27th June, 2011
June 23, 2011, was exactly 18 years after the former disgraced Nigerian dictator annulled the June 12 1993 presidential election on a blank sheet of paper therefore initiating series of events that have continued to hunt us till date. June 23 1993, was a day Nigerians received the highest insult from their self-imposed ruler, former General Ibrahim Babangida. June 23 1993 was a day impunity was celebrated without remorse. I remember precisely that on the night of June 23 1993, IBB came on air to justify the annulment. You need to see the comedian dancing to the reading of the substance he inhaled for the purpose of giving him the Dutch courage needed to face the bewildered nation.
Some people may argue that one is crying over spilled milk but the truth is that I have known that history is a very important subject even though I dropped the subject in my form three in 1976. Those who neglect or ignore history pay dearly for it one way or the other.
A single action of a totally useless and peacetime General called IBB initiated chains of events that took Nigeria backwards by many years. One is compelled to continue to tell this tragic story because I am told that a story that must be told never forgives silence. In other words if a writer is silent he is lying.
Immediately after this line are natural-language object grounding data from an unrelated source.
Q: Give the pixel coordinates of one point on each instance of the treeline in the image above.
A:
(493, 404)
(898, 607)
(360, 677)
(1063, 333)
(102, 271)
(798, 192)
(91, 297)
Evil they say triumph in every society when good men do nothing.
As I reflect over what transpired that day on June 23 1993 and where we are now, so many questions come to my mind: where would Nigeria have been today if that election had been allowed to stand? Could it have been possible for us to continue to talk about free and fair elections in Nigeria today? Perhaps over 5000 people that died between 1993 and 1998 would have been alive today. Perhaps, IBB would have become an elected civilian president in Nigeria . Perhaps, ethnic politics and primordial sentiments would have been a thing of the past in Nigeria today.
Time they say is a great healer of wounds but has the wounds IBB deliberately inflicted on the nation been healed in the past 18 years? I leave you to ponder over this.